Part B - Economic flows
Economic flows are defined in paragraph 3.4 of the IMF GFSM 2014 as the creation, transformation, exchange, transfer, or extinction of economic value. They involve changes in the volume, composition, or value of a unit’s assets, liabilities and net worth. A flow can consist of a single event, such as the receipt of a tax payment from a taxpayer, or can relate to the cumulative value of a set of events over the accounting period, such as the continuous accrual of interest expense on a government bond.
There are two types of economic flows recognised in the GFS system. These are known as:
- transactions; and
- other economic flows.
A transaction is defined in paragraph 3.5 of the IMF GFSM 2014 as an economic flow that is an interaction between institutional units by mutual agreement or through the operation of the law, or an action within an institutional unit that is analytically useful to treat like a transaction, often because the unit is operating in two different capacities. In this context, mutual agreement is intended to mean that there was prior knowledge of the flow and consent given by each unit to enter into the transaction, but does not necessarily mean that the units entered into the transaction voluntarily.

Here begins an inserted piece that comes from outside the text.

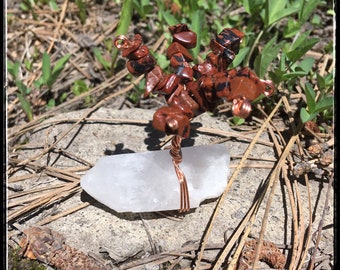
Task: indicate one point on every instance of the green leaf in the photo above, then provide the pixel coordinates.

Paragraph 3.5 of the IMF GFSM 2014 also states that some transactions (such as the payment of taxes) are enforced by law. Despite their compulsory nature, tax payments are regarded as mutually agreed interactions between the government and taxpayers, and are therefore treated as transactions. This is because there is collective recognition and acceptance by the community of the legal obligation to pay taxes. Similarly, the actions necessary to comply with judicial or administrative decisions may not be undertaken voluntarily, but because they are taken with prior knowledge and consent of the parties involved, these too are considered transactions in GFS.
The GFS system also recognises as transactions, certain flows that occur within in-scope units where a unit is viewed as operating simultaneously in two different economic capacities. Therefore, flows such as depreciation are recorded as transactions in GFS because the unit who owns the relevant asset is seen as simultaneously acting as both the owner of the depreciating asset and as the consumer of the service provided by the asset. Another example of an internal or intra-unit flow which is recognised as a transaction in GFS is the run-down of inventories in calculating non-employee expenses or use of goods and services.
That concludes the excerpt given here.